Menikmati lekuk goresan seniman lapangan hijau dari Argentina seperti Diego Maradona, Juan Roman Riquelme, hingga Lionel Messi? Itu sudah biasa.
Yang luar biasa adalah bagaimana sesosok yang lahir dari tanah Amerika Selatan, benua yang dikenal sebagai produsen pesepakbola dengan keterampilan nomor wahid, bisa menimbulkan kegilaan yang sampai melegenda.
Adalah Martin Palermo, pemain berjulukan El Loco atau Si Gila, yang mengabadikan kisahnya dalam tinta Biru-Emas Boca Juniors.

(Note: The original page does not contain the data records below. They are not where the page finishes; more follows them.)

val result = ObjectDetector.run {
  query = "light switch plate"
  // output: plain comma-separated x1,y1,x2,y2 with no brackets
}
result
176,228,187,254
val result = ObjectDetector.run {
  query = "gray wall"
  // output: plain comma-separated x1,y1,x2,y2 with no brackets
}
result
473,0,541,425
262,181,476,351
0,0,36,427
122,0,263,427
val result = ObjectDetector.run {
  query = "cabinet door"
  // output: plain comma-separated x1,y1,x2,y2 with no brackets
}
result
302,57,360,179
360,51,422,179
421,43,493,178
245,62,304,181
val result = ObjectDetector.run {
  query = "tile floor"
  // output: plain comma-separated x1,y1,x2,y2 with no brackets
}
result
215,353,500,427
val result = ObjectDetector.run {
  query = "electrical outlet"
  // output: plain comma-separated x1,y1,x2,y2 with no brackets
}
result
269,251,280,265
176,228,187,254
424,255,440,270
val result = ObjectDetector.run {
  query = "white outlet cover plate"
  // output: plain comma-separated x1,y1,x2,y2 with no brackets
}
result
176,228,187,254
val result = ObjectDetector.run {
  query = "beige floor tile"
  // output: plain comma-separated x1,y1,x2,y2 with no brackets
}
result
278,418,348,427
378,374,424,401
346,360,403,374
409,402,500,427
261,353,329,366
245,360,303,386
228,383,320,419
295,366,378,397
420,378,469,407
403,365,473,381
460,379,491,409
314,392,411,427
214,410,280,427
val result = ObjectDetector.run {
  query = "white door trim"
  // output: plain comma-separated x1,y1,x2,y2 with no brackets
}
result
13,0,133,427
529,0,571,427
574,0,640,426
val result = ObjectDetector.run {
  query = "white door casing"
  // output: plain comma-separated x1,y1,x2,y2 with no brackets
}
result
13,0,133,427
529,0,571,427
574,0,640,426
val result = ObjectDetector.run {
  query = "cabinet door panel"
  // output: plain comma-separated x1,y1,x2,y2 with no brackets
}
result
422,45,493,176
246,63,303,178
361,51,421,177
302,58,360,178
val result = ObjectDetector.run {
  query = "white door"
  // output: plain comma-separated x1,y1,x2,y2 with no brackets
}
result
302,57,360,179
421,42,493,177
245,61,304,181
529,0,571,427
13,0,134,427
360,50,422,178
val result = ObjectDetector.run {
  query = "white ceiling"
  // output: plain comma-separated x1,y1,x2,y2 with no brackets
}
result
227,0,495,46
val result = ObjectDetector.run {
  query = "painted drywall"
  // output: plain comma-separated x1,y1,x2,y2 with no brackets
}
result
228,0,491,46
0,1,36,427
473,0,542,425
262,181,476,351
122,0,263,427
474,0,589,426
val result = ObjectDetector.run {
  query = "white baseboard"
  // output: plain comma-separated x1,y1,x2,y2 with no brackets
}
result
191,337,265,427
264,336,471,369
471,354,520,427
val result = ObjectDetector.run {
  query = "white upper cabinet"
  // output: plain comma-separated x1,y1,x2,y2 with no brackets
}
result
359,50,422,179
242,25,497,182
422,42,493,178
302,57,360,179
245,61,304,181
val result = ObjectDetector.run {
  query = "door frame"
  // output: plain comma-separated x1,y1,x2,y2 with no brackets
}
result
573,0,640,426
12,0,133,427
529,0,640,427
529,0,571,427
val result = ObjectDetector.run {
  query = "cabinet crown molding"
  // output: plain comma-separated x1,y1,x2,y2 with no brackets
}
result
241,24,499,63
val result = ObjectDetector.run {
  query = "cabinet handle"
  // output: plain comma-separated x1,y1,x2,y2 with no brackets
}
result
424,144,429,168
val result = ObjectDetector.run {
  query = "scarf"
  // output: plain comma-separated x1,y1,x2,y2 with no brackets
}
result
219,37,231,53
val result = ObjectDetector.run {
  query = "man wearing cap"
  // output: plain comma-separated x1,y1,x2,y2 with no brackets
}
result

Palermo meniti kariernya sebagai pesepakbola di Estudiantes de La Plata, ketika melakoni debutnya di tahun 1992.
Dia memang sempat merantau (meski tak sukses) ke Spanyol selama tiga tahun antara 2001 hingga 2004, tetapi kisahnya bersama Boca Juniors-lah yang membuat namanya melegenda. Palermo dua kali berseragam Boca, yang pertama ketika ‘lulus’ dari kampung halamannya tahun 1997 dan menyeberang menjadi anak kota dengan hijrah ke Buenos Aires, tempat Boca berada.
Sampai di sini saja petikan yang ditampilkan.